Background: This study presents the epidemiological data and clinico-pathological features of oral cancer in patients treated in Prince Sultan Military Medical City, Oncology Department over the last 7 years. 
Methods: We reviewed all available data in our electronic and paper files for patients who had a confirmed pathology diagnosis of oral cavity malignancies between the years 2009-2015.
Results: We had a total of 87 patients with pathological confirmed oral cancer. The majority of patients were males (Male:Female=1.63:1). Median age at diagnosis was 62 years (24-95).

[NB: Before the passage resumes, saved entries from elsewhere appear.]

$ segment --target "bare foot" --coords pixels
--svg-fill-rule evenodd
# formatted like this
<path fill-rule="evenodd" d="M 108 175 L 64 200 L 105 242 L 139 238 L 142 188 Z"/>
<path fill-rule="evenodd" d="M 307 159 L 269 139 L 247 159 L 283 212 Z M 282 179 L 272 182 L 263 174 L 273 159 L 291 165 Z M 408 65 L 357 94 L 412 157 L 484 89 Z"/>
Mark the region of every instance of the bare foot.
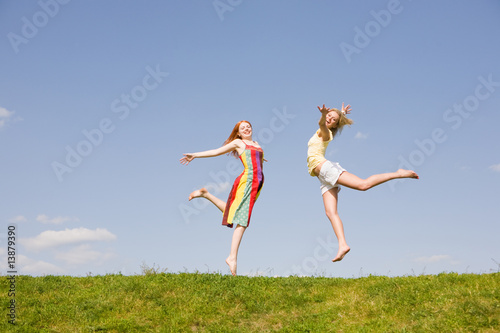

History related to risk factors was completed in only 59 patients (68%). Forty-five patients (76%) have a positive history for tobacco usage either smoking and/or chewing (shamma). The use of shamma, (a mixture of powdered tobacco, lime, ash, black pepper, oils and flavorings), was confirmed in 31/59 patients (either alone or associated with smoking). Oral Tongue as a primary site represents about half of the patients 44(50.6%), followed by alveolar ridge (16.1%) and floor of mouth (11.5%), buccal mucosa (10.3%) and other sites (11.5%). Two thirds of patients (66.6%) presented with advanced stages (III and IV). The estimated 5-year overall survival rates were 77.1% for the early stage disease group and 45.9% for the advanced stage disease group (P=0.028). The 5-year progression-free survival rates were 65.6% for the early stage disease group compared with 28.1% for the advanced stage disease group (P=0.02).
Conclusions: Most of our cases have a positive history of tobacco usage. This together with the high percentage of advanced diseases that carried a significantly poor outcome warrant the need for effective anti-tobacco campaigns, public awareness and primary care physicians education for early detection of disease.